Vaän, profondément endormi contre mon dos, me serre étroitement contre lui. Incapable de faire abstraction de la pluie fouettant les carreaux et le toit de chaume, je repousse précautionneusement le chasseur et me dresse, attentive au vent qui se lève.

Un éclair lézarde le ciel, irradiant la chambre d'une clarté aveuglante. À l'extérieur, un cheval hennit de terreur, me flanquant un désagréable frisson contre l'échine.

J'ai un mauvais pressentiment...

Au mépris des éléments qui se déchaînent, Vaän continue de dormir du sommeil du juste. Je répugne à le secouer – en partie parce que je crains qu'il me brise la nuque s'il se pense attaqué par surprise dans son lit –, et passe par dessus son corps alangui.

Le hululement du vent n'a d'égal que la force du déluge. Par deux fois, je crois percevoir un bruit incongru, sans rapport avec l'intempérie. On dirait... un martèlement de sabots sur les pavés. Je vois difficilement un cavalier prendre le risque de sortir sous un temps pareil, s'il y a un équidé en maraude, c'est forcément qu'il s'est fait la belle. Je pense instantanément au destrier noir que mon chasseur aime tant.

Vaän, appelé-je dans l'obscurité, cheval, dehors ! Vaän !
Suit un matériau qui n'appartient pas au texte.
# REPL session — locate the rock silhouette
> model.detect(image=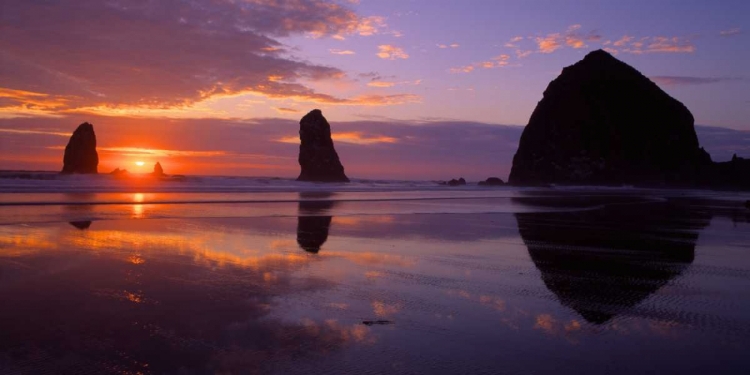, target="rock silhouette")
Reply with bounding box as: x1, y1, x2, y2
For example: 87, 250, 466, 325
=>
297, 109, 349, 182
62, 122, 99, 173
109, 168, 129, 177
152, 161, 164, 177
509, 50, 712, 186
478, 177, 505, 186
440, 177, 466, 186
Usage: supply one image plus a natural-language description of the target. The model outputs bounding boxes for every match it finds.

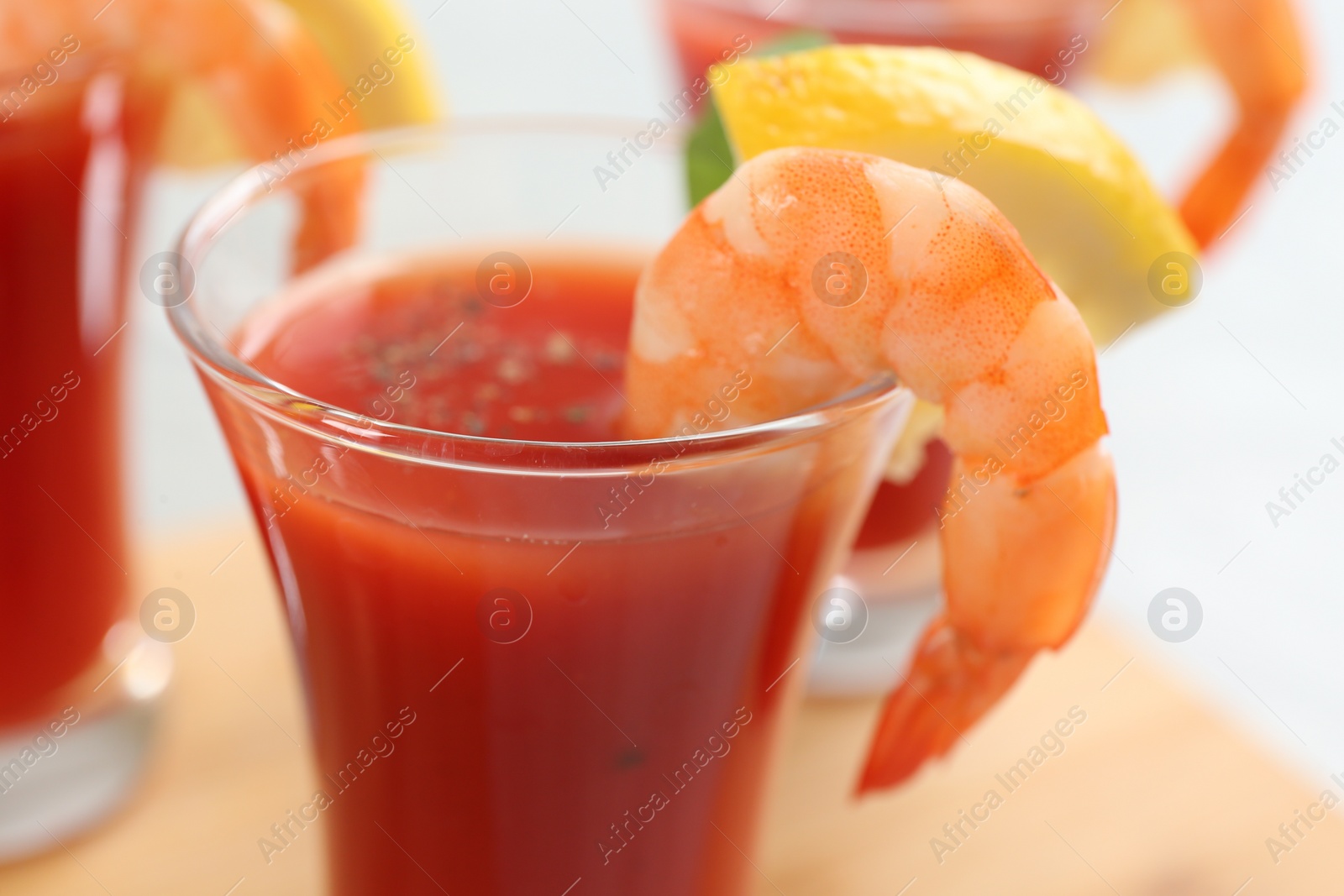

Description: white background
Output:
[126,0,1344,783]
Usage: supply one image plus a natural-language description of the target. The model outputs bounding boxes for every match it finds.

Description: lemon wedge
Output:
[710,45,1196,345]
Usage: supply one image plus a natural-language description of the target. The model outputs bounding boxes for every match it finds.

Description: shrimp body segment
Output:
[627,148,1116,790]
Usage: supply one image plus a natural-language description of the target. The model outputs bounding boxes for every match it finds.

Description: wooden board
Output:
[0,522,1344,896]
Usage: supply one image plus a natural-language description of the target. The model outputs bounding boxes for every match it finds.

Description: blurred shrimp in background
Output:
[665,0,1308,246]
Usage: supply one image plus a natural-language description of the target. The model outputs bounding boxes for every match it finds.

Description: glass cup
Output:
[170,119,912,896]
[0,59,171,861]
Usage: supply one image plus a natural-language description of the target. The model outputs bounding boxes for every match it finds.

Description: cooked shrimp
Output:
[1180,0,1306,246]
[627,149,1116,790]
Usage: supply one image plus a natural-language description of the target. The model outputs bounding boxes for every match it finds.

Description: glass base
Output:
[0,629,172,862]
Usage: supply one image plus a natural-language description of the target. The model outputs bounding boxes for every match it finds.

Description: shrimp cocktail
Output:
[0,0,424,858]
[170,51,1193,896]
[664,0,1309,634]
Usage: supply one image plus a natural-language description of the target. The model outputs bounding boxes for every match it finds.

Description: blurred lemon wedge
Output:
[272,0,435,128]
[710,45,1196,345]
[159,0,437,168]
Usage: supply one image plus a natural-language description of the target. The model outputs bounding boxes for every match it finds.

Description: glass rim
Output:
[165,123,912,471]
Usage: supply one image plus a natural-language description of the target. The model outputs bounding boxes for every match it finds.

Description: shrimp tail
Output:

Silence éloquent de l'intéressé.

Je peste mentalement et sors de la chambre à l'aveugle. On n'est jamais mieux servie que par soi-même !

Au rez-de-chaussée, un courant d'air manque de m'envoyer le vantail de la porte d'entrée en pleine figure. Je m'interroge sérieusement sur ma capacité à reconduire un équidé rétif dans l'écurie, quand une rafale de pluie s'engouffre sous le porche et me trempe de la tête aux pieds.

J'étouffe un juron et m'avance dans la cour. Une boue glacée remonte entre mes orteils nus. Courbée en deux, je lutte contre le vent qui siffle fort entre les bâtiments.

Toutes les lanternes sont éteintes ou fracassées sur le sol. L'eau ruisselle sur ma peau et s'infiltre au cœur de mes vêtements. Mes cheveux me fouettent le visage, rendant ma visibilité presque nulle. Mon amour des bêtes me perdra, va-t-il finir par se montrer, ce foutu canasson ?!

Une poigne vigoureuse se referme sur mon épaule, m'arrachant un hurlement terrifié. Durant un court laps de temps, je crois voir un revenant se matérialiser dans mon dos. Ce n'est fort heureusement que Vaän, dont la peau a pris une teinte diaphane à la faveur d'un nouvel éclair.

Il me foudroie du regard et me somme de rentrer. Je crie pour me faire entendre par-dessus la tempête :

—Je n'essaie pas de m'enfuir ! Il y a un cheval dehors ! Cheval !

Une bourrasque plus forte que les autres me pousse contre lui. Je me retiens au-devant de sa chemise blanche, si imbibée d'eau qu'elle en est devenue transparente.

Le chasseur me contemple avec un regain de douceur. Je lis mon prénom sur ses lèvres, bien qu'aucun de ses mots n'atteigne mes oreilles assourdies par le vent.

La vision qu'il offre sous cette pluie vorace me laisse un instant ébahie. Des gouttelettes s'amoncellent sur ses cils, s'y balancent quelques secondes, puis s'en détachent pour s'écraser sur mes joues. J'en tressaille de la racine des cheveux à la pointe des orteils — et ça n'a rien à voir avec le froid glacial qui nous entoure.

L'air tourmenté, Vaän recueille les perles d'eau échouées sur mes joues du revers des doigts et caresse mon visage de ses paumes brûlantes.

—Reste... avec... moi.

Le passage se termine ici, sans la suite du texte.